Der EuGH hatte anhand der 2010 in Kraft getretenen EU-Richtlinie über Leiharbeit zu entscheiden, ob das deutsche Arbeitsrecht den Bestimmungen des EU-Rechts entspricht. Die Richtlinie charakterisiert Leiharbeit als „vorübergehend“. In Deutschland gilt seit der Reform des Arbeitnehmerüberlassungsgesetzes (AÜG) 2017 eine Grenze von 18 Monaten je Einsatz.

Allerdings können Leiharbeitsbeschäftigte unter bestimmten Bedingungen auch legal über längere Zeit bei einem Entleiher arbeiten. Dies wurde sogar in Tarifverträgen geregelt. Ein Argument lautet: Wenn Leiharbeitnehmer ständig den Einsatzbetrieb wechseln, kommen sie nicht in den Genuss der tariflichen oder gesetzlichen Gleichstellung mit Festangestellten, denn sie greift oft erst nach einer gewissen Beschäftigungszeit beim Entleiher. Daher können sie sich mit einem längeren Einsatz unter gewissen Umständen besserstellen. Ganz unumstritten sind solche Regeln nicht, denn lange Einsätze verfestigen Leiharbeit, die nicht mehr nur für Auftragsspitzen oder Vertretungen eingesetzt wird.

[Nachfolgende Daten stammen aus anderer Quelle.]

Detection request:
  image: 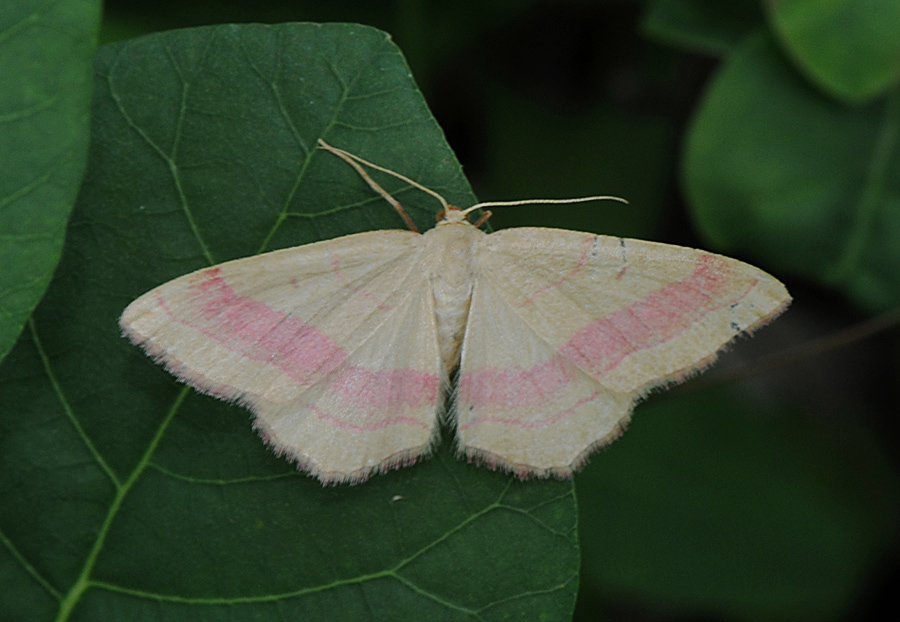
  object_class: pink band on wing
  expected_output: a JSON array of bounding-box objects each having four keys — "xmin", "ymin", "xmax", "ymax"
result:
[
  {"xmin": 457, "ymin": 355, "xmax": 572, "ymax": 410},
  {"xmin": 457, "ymin": 387, "xmax": 605, "ymax": 431},
  {"xmin": 327, "ymin": 365, "xmax": 440, "ymax": 410},
  {"xmin": 459, "ymin": 255, "xmax": 754, "ymax": 411},
  {"xmin": 559, "ymin": 254, "xmax": 740, "ymax": 376},
  {"xmin": 183, "ymin": 269, "xmax": 347, "ymax": 379},
  {"xmin": 158, "ymin": 270, "xmax": 438, "ymax": 407}
]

Überlassungsketten von wechselnden Leihbeschäftigten könnten jedoch recht einfach verhindert werden. Die Begrenzung der Einsatzzeit dürfte nicht mehr an den Einsätzen einzelner Leiharbeitnehmer anknüpfen, sondern an der Nutzung von Leiharbeit auf einem bestimmten Arbeitsplatz. Eine Leih­arbeitnehmerin dürfte dann nach Ende ihres Einsatzes nicht mehr durch eine andere ersetzt werden; der Arbeitgeber müsste regu­läre Beschäftigungsverhältnisse schaffen.

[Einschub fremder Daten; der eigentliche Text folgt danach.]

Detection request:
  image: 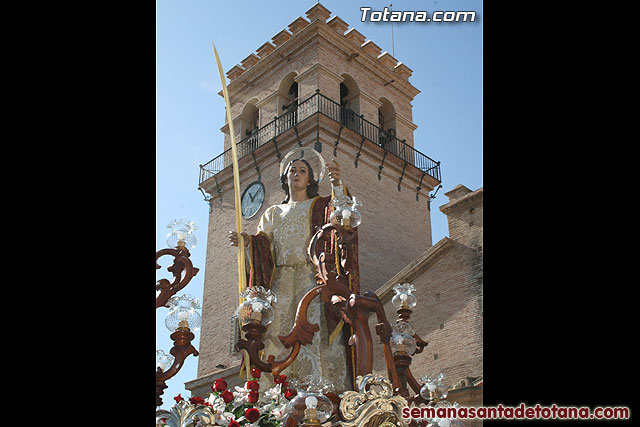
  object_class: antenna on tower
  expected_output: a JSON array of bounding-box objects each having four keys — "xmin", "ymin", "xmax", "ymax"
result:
[{"xmin": 390, "ymin": 3, "xmax": 395, "ymax": 57}]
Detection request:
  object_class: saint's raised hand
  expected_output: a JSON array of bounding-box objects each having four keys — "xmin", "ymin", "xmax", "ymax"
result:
[{"xmin": 328, "ymin": 158, "xmax": 341, "ymax": 186}]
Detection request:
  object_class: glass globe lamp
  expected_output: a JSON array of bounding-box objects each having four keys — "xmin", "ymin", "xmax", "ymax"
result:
[
  {"xmin": 419, "ymin": 373, "xmax": 448, "ymax": 401},
  {"xmin": 166, "ymin": 219, "xmax": 198, "ymax": 249},
  {"xmin": 236, "ymin": 286, "xmax": 277, "ymax": 326},
  {"xmin": 286, "ymin": 376, "xmax": 334, "ymax": 424},
  {"xmin": 165, "ymin": 294, "xmax": 202, "ymax": 332},
  {"xmin": 329, "ymin": 195, "xmax": 362, "ymax": 228},
  {"xmin": 156, "ymin": 349, "xmax": 175, "ymax": 372},
  {"xmin": 390, "ymin": 320, "xmax": 417, "ymax": 355},
  {"xmin": 391, "ymin": 283, "xmax": 417, "ymax": 309}
]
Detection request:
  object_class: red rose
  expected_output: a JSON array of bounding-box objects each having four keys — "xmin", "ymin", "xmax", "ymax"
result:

In seinem Urteil zum Daimler-Verfahren schloss sich der Europäische Gerichtshof diesen Argumenten nicht an, sondern betonte die Autonomie der Mitgliedstaaten. All jene, die im Sinne eines sozialen Europas auf stabile, EU-weite soziale Standards zur Eindämmung prekärer Beschäftigung setzen, dürften damit enttäuscht sein, zumal dem Gerichtshof in der Vergangenheit im Bereich der wirtschaftlichen Freiheiten weitaus detailreichere Entscheidungen gelungen sind. Doch genau besehen, könnte das Urteil langfristig dennoch Positives bewirken. Denn immerhin hat der Gerichtshof dem Bundesarbeitsgericht für die abschließende Entscheidung ein Werkzeug gegeben, überlange Überlassungszeiten zu begrenzen, ähnlich wie dies im Bereich von Kettenbefristungen bereits geschehen ist.

Darüber hinaus wird die EU noch in diesem Jahr über den sogenannten Gleichstellungsgrundsatz entscheiden. Dieser besagt eigentlich eine Selbstverständlichkeit: Leiharbeitnehmer sind mit der Stammbelegschaft im Einsatzbetrieb gleich zu behandeln. Dieser Grundsatz hat jedoch mehrere Ausnahmen. Wie weitreichend von ihnen Gebrauch gemacht werden kann, wird demnächst auf der Tagesordnung des Gerichtshofs stehen.